Border issues lingered, and in 1998 Ethiopia declared war after Eritrean soldiers wrested away land that both sides claimed. On the surface, the fighting was over territory, but the conflict was fueled by long-simmering tensions over trade, independence and living together as equals.
A world away in Chicago, over omelets and turkey club sandwiches at the diner, the Eritreans discuss the reasons behind the war. Many are still bewildered that it is happening at all because there are so many other problems, including famine.
"The two countries need each other," said Tekle Gabriel, Fanuel's brother and owner of Mama Desta's Red Sea Restaurant, which serves Ethiopian and Eritrean food.
"Eritrea is a small country with much cultural and historical connection with Ethiopia. What we really need is peace in the region. In theory, what is happening in Ethiopia is the Balkanization of the area."
Chicago is home for approximately 4,000 Ethiopians and 500 Eritreans who live primarily in Uptown, Edgewater, Rogers Park and Albany Park. Most arrived during the 1980s, when Ethiopia was in political and economic turmoil, a famine was ravaging the area and the song "We are the World" from the Live Aid concert was urging people to feed the hungry.
In 1985, the Ethiopian Community Association of Chicago was formed to help the first generation of displaced Ethiopians pull together and cope with their culture shock. It has evolved into a resettlement organization that works primarily with non-Ethiopian clients.
Though many Ethiopians arrived fully intending to return, the war is dashing their hopes. Many now doubt they will ever go back.
"(The war) seems like a wake-up call," said Yusef Adem, program coordinator for the Ethiopian Community Association, who arrived as a political refugee in 1985. "We've been postponing things, planning to go back, but we haven't been able to. And the clock is running. I was thinking of going back, and here I am 20 years later. Now people are getting into home buying and owning businesses. Now there is more integration and more networking."
As two of the newer African immigrant groups in the United States, Ethiopians and Eritreans are still grappling with language barriers and trying to maintain their African culture and identity. In 1974, Ethiopia had one of the smallest proportions of its citizens living abroad of any country in the world.
About five years later, it had one of the highest, according to University of Chicago sociologist Donald Levine.

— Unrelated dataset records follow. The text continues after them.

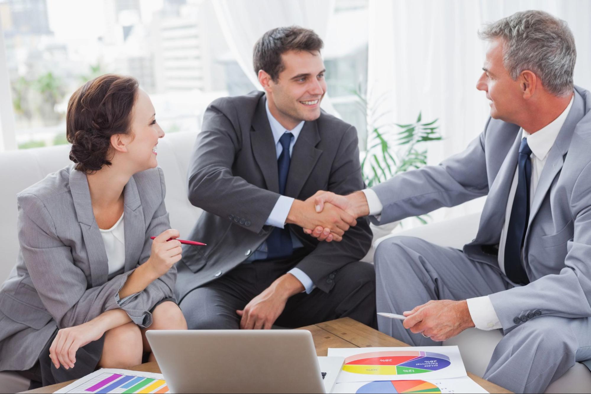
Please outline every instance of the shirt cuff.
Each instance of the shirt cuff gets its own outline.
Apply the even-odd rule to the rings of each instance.
[[[133,294],[129,294],[129,295],[128,295],[126,297],[125,297],[123,299],[121,299],[119,298],[119,293],[118,292],[115,295],[115,301],[116,302],[117,302],[117,306],[121,307],[122,304],[123,304],[125,301],[126,301],[129,298],[132,298],[133,297],[135,297],[136,295],[137,295],[139,294],[139,293],[134,293]]]
[[[312,282],[312,279],[310,279],[310,276],[306,275],[304,271],[301,271],[299,268],[292,268],[290,271],[287,271],[288,273],[291,273],[293,276],[296,276],[297,280],[301,282],[301,284],[304,285],[304,291],[307,294],[310,294],[312,290],[316,288],[316,285],[314,282]]]
[[[384,206],[382,205],[377,193],[371,189],[363,189],[362,190],[365,194],[365,198],[368,200],[368,207],[369,207],[369,214],[374,216],[382,213]]]
[[[275,206],[273,207],[273,210],[271,211],[269,217],[267,219],[265,224],[282,229],[285,225],[287,214],[290,213],[291,204],[293,203],[294,198],[285,196],[280,196],[279,200],[275,203]]]
[[[492,302],[488,295],[466,300],[468,304],[468,310],[472,318],[474,325],[479,330],[490,331],[502,328],[499,317],[496,315]]]

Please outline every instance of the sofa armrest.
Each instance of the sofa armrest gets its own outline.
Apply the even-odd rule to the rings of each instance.
[[[397,236],[418,237],[439,245],[461,249],[476,236],[480,222],[480,213],[454,217],[434,223],[402,230],[378,238],[374,242],[374,248],[384,239]]]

"One thing we're working on is the different expectations parents have here and in (Ethiopia)," said Erku Yimer, executive director of the Ethiopian Community Association. "Child rearing is very, very different here than in Ethiopia, where neighbors help and children are not confined to the house."
Both sides desperately seek information about what is happening back home. Eritreans and Ethiopians call their embassies in Washington and try to reach family members in Africa, though the Ethiopian government dismantled satellite dishes and deported more than 60,000 Eritreans residing in Ethiopia.

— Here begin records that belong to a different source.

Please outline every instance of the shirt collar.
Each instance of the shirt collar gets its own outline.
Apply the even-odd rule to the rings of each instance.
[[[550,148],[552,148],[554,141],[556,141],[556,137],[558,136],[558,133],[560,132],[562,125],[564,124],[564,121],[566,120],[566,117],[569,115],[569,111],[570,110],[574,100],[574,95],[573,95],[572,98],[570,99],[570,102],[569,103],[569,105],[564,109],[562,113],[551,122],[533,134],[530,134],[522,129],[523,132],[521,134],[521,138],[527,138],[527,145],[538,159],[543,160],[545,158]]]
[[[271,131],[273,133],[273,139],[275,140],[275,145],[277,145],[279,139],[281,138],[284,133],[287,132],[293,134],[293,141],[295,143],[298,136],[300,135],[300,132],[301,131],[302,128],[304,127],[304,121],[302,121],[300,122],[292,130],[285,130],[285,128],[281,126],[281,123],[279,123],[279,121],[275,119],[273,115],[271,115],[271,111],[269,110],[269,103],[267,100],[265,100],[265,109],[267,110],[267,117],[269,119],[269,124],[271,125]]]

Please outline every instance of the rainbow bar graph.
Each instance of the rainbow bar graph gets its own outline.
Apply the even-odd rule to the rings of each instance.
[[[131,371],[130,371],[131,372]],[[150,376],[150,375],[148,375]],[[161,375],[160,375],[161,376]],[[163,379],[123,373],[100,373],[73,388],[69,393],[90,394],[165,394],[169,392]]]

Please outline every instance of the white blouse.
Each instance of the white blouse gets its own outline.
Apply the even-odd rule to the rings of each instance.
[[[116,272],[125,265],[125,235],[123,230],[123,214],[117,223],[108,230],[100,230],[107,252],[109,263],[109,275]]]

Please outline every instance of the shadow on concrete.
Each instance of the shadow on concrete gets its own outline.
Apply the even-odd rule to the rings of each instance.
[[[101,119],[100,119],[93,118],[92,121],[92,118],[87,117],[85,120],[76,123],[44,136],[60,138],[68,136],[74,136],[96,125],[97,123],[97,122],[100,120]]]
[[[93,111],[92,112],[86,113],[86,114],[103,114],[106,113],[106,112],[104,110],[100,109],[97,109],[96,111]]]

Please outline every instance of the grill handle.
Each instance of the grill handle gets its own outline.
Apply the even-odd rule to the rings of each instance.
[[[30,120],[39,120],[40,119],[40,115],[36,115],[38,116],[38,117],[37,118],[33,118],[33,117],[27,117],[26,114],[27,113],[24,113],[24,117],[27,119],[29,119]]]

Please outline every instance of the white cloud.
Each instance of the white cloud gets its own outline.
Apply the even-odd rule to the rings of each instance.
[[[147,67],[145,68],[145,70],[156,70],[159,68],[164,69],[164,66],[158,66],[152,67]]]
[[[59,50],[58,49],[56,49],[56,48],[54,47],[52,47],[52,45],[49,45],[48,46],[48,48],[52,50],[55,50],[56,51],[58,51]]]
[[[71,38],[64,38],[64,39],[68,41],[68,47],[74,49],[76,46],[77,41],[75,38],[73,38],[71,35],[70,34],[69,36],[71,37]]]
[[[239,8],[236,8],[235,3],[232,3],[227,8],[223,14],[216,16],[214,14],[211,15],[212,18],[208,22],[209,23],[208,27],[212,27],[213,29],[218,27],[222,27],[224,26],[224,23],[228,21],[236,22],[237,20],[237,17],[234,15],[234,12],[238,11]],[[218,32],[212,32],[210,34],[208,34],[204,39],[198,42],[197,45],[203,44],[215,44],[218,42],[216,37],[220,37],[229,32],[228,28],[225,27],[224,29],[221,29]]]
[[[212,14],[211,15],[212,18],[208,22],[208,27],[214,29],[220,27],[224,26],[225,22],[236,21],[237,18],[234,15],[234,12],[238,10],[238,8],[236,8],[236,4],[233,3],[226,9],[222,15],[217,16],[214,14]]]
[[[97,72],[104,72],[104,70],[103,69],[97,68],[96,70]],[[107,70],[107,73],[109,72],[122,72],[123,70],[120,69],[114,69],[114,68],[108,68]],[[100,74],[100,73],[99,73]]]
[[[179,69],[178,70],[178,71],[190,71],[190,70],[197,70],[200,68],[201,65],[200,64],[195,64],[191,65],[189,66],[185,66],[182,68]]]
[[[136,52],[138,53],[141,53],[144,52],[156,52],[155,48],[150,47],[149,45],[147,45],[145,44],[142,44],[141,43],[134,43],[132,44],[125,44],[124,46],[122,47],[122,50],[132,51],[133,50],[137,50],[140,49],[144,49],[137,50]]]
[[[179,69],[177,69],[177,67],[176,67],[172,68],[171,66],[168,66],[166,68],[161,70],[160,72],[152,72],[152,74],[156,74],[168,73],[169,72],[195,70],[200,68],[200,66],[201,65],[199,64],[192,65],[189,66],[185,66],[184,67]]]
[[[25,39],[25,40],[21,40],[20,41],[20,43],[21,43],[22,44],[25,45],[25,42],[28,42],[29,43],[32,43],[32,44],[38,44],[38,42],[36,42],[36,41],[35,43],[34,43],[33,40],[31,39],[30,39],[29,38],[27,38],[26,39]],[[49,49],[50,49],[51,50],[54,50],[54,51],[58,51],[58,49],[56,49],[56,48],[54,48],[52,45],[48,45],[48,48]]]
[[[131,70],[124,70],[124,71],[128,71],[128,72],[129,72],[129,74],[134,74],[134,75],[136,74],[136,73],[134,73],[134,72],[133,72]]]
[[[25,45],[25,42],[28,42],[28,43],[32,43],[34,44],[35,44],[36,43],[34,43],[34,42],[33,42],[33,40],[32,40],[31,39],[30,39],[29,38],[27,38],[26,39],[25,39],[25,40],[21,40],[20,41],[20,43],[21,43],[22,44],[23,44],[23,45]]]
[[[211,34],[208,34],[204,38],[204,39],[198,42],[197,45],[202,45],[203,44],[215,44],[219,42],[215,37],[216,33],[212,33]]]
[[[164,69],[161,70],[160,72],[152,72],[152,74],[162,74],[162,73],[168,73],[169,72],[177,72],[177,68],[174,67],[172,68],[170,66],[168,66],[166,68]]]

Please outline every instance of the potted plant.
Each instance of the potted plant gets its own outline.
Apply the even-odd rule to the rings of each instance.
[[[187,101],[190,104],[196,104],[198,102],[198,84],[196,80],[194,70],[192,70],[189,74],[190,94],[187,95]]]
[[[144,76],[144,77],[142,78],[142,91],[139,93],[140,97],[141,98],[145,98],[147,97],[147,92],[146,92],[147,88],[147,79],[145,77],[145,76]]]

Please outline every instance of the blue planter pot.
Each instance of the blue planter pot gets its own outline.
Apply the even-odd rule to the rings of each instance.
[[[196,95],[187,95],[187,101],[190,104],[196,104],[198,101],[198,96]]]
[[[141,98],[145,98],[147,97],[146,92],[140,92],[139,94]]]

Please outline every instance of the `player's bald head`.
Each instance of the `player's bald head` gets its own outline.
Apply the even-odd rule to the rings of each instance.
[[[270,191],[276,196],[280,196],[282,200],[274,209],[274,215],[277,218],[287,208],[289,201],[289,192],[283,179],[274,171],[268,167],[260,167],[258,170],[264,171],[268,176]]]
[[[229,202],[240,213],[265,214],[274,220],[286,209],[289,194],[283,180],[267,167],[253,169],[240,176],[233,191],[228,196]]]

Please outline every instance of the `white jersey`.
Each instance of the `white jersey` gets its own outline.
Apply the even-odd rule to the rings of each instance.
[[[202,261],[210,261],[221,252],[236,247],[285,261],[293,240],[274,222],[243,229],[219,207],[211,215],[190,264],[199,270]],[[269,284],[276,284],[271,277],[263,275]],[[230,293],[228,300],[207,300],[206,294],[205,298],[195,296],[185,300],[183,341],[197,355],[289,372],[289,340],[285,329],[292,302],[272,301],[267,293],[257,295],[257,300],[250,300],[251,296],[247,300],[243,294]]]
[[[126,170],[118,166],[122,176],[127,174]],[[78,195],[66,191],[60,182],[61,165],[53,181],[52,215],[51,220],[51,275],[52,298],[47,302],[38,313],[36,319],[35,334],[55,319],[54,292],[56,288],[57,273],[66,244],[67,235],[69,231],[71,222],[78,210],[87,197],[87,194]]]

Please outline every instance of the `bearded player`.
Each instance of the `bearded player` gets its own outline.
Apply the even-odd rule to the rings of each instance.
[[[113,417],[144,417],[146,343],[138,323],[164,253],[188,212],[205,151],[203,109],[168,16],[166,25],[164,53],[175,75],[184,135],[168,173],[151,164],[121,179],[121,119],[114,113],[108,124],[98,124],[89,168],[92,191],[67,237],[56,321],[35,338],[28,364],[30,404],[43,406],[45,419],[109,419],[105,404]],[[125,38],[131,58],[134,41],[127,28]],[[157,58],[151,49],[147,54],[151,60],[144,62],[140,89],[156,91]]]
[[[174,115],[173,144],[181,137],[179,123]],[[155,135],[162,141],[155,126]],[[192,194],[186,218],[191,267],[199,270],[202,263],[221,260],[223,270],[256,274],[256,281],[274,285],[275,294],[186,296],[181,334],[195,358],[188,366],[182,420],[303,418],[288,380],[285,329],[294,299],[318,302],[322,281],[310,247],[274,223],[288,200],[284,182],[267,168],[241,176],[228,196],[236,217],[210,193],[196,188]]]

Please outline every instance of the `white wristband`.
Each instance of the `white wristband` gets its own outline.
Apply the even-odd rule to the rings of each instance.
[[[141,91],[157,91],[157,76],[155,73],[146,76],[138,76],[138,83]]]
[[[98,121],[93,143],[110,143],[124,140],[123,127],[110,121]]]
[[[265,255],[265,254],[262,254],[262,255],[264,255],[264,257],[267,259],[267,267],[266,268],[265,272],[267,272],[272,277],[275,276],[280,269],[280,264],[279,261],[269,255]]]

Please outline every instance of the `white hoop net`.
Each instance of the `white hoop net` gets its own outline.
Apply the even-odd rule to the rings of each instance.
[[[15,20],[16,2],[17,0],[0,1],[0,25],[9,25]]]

They mainly depend on the Internet. Every day at Golden House, Eritreans pass around printouts of articles from the Web.
"Eritreans have become extremely unified, both abroad and here," said Tekle Gabriel. "We are only 3 million people and not supported by any other countries. Our country depends on our people."
And though relationships are not like they used to be, the Ethiopians and Eritreans are unified in their hope for peace.
"We're not going to affect the war (from Chicago), but at least we can make a call for peace," said Gabriel.
Ahmed Berhe, one of the few Ethiopians who will venture inside Golden House, agreed.
"We are the same people. We have the same language, the same culture and the same attitude," said Berhe, 39.
But Berhe admits things have changed. "There is a gap now," he said. "They have to support their government, and we have to support ours."